Now, I know what you're thinking. "Chess?" How boring does that sound? And, to be fair, you have to be a real chess nut to enjoy playing against the computer (or in this case, your smartphone). Yes, it's a challenge (depending on the skill level you set up), but you just know you're being ground down by an artificial brain with no real flair or imagination. No surprises. And Odesys Chess has up to 8 skill levels, if you do want to play this way.
But you'll get far more from the game if you play other people. You'll get unpredictability, bad moves, inspired moves and gambles that no computer on earth would take. Most of all, you get the adrenaline rish of knowing that you're pitting your wits, in real time, against another human being, somewhere on the planet.
Odesys Chess achieves this by hooking up to FICS, the Free Internet Chess Server, which usually has dozens of people hanging around, day or night (although it's obviously probably 'day' where they are in the world), ready to play, or 'seeking', in FICS parlance.

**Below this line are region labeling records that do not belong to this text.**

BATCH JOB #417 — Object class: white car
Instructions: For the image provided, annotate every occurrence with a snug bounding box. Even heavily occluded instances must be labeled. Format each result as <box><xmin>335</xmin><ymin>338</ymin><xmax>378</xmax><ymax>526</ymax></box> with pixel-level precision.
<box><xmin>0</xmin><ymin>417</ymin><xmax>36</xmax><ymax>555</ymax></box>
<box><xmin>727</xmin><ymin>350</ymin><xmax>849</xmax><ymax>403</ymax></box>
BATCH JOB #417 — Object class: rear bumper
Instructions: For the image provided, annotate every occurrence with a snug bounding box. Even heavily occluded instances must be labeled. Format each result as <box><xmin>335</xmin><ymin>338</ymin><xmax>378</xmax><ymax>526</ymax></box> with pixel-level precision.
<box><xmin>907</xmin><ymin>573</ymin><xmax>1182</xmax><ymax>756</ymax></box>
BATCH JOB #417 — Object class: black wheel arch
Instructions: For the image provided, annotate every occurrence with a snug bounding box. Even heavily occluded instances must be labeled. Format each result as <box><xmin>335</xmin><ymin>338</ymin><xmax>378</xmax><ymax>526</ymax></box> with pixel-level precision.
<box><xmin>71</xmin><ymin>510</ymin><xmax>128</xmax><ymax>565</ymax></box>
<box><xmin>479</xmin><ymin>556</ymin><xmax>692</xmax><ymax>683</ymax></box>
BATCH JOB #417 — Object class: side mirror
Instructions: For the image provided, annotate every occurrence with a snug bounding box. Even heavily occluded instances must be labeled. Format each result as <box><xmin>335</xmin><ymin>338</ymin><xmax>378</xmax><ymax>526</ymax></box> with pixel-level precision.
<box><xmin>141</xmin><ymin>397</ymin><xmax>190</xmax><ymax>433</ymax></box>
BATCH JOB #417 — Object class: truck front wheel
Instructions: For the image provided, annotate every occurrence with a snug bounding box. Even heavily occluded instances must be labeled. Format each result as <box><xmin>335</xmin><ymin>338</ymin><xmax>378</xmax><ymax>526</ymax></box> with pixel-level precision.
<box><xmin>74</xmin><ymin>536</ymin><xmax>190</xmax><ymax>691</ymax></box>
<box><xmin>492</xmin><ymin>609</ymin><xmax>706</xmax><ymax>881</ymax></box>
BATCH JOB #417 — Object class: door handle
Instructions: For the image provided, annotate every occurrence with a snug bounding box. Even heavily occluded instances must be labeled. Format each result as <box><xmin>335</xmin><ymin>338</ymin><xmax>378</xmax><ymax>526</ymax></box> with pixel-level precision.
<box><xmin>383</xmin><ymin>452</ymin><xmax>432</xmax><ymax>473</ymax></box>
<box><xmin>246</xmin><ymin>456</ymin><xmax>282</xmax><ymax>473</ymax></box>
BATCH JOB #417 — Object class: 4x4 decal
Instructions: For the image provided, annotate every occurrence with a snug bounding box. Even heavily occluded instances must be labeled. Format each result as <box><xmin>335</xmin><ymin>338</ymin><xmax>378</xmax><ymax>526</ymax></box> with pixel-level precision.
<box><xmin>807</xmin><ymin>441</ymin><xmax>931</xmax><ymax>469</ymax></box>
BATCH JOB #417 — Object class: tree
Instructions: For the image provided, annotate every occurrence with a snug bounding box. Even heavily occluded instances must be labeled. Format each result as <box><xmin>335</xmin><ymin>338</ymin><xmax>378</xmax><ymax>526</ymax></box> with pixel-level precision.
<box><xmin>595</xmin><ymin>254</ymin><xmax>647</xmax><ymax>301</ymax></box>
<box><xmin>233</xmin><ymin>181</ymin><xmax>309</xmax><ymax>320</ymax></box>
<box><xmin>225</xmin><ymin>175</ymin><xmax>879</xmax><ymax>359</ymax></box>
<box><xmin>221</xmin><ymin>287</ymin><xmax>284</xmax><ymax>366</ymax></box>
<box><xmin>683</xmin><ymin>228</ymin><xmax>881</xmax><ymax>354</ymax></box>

As part of the seeking process, each player declares the length of game that they're prepared to play - you'll remember that time plays an important part in the real chess world, with specialist chess clocks being standard fare at chess clubs and all good pro or amateur matches. In the mobile world, the reliance on time limits is also important, since you'll probably have limited time to play before arriving at wherever it is you're going. So, if you were on a half hour train journey, you'd see for games with a 20 minute limit, for example.
Obviously you have to be sensible about setting times for matches. Allowing 5 minutes for the entire match may just about be workable with both parties in the same room and a real chess clock. But factor in manipulating the pieces on a virtual chess board on a mobile's 2.4" screen and two and a half minutes for your side of the match is barely going to be enough to work the interface, let alone play a good game. In practice, ten minutes plus matches are recommended. Having started to 'seek' a game, you'll have invitations to start a match arriving within a few seconds.
There's little fancy about Odesys Chess's interface, but the board is clearly depicted and there are options for audible and vibrating alarms whenever your opponent has made a move (more important in longer matches, clearly). To move a piece, you select it with a d-pad and then step through the possible landing areas - these are usually presented in a logical order, though not always. But fighting the interface isn't a problem most of the time, thankfully. By default your opponent's moves are animated repeatedly for a few seconds, which is useful and solves the 'now where the heck did he (or she) go?' problem.
There's provision to send messages to your opponent, although I couldn't find a way to 'pause' a game, which might potentially be annoying if I had to field a phone call while watching my precious game minutes and seconds counting down. But a minor black mark on the system.
As has been observed in many areas of gaming, going 'multiplayer online' transforms a genre and takes it to another level. FICS allocates every player a chess rating (I won't reveal what mine is!) and manages the raising or lowering of this, dependent on who you beat and what their rating is. So there's a genuine sense of improving yourself and your rating, matched against people all around the world. It's addictive and, provided you've got any enthusiasm or inclination for chess at all, will solve the problem of whiling away your commute into work once and for all.
It's worth noting that Odesys Chess is basically free (in 'Lite' form), including the multiplayer/online functions, but the 'paid' version (a paltry 4 PayPal dollars) lets you choose AI opponent levels harder than '1'.